‘One of the greatest anti-heroes ever written’ LEE CHILD
‘A man doesn’t work for his enemies unless he has little choice in the matter.’
So says Bernie Gunther. It is 1954 and Bernie is in Cuba. Tiring of his increasingly dangerous work spying on Meyer Lansky, Bernie acquires a boat and a beautiful companion and quits the island. But the US Navy has other ideas, and soon he finds himself in a place with which he is all too familiar – a prison cell. After exhaustive questioning, he is flown back to Berlin and yet another prison cell with a proposition: work for French intelligence or hang for murder.

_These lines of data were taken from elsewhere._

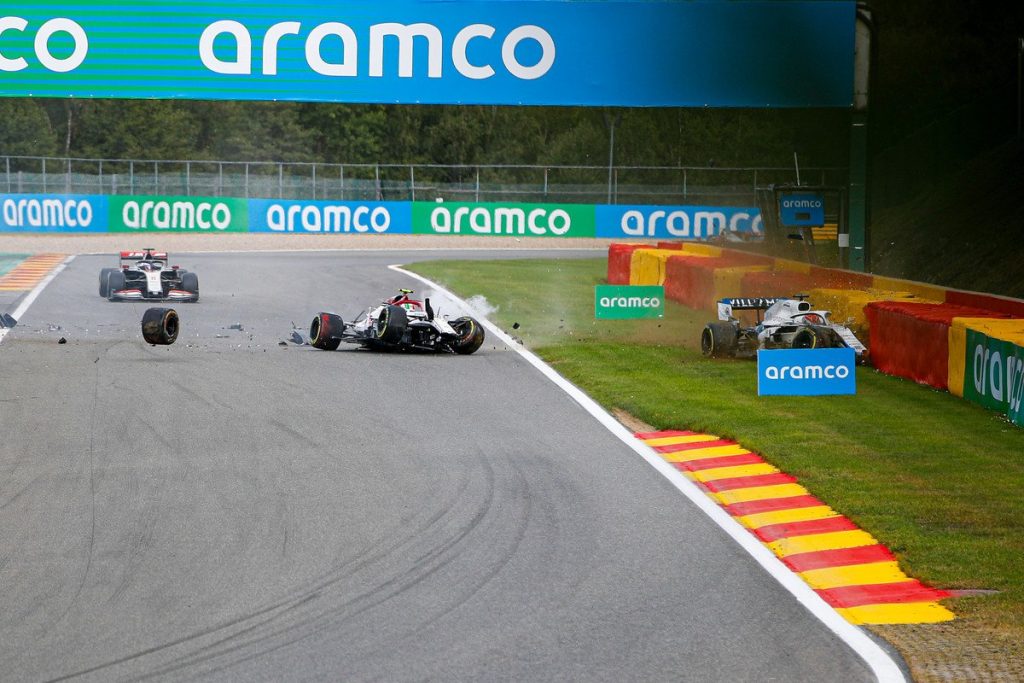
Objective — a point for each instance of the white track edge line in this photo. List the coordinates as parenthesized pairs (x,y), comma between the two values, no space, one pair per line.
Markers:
(34,294)
(885,669)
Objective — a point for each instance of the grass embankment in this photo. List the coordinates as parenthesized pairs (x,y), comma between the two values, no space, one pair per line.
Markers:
(936,479)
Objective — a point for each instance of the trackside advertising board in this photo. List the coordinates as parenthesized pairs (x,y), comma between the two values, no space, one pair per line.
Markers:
(53,213)
(561,52)
(535,220)
(994,376)
(617,302)
(124,213)
(676,222)
(806,372)
(327,217)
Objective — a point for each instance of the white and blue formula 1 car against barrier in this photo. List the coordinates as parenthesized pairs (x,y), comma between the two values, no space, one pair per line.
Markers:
(398,324)
(787,323)
(145,275)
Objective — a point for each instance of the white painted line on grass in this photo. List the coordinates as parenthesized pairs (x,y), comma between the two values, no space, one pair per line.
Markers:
(885,669)
(34,294)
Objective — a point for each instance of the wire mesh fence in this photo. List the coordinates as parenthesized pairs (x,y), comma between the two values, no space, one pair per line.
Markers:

The job is simple: he is to meet and greet POWs returning to Germany and to look out for one in particular, a French war criminal and member of the French SS who has been posing as a German Wehrmacht officer. The French are anxious to catch up with this man and deal with him in their own ruthless way. But Bernie’s past as a German POW in Russia is about to catch up with him – in a way he could never have foreseen.
Bernie Gunther’s seventh outing delivers more of the fast-paced and quick-witted action that we have come to expect from Philip Kerr. Set in Cuba, a Soviet POW camp, Paris and Berlin, and ranging over a period of twenty years from the Thirties to the Fifties, Field Grey is an outstanding thriller by a writer at the top of his game.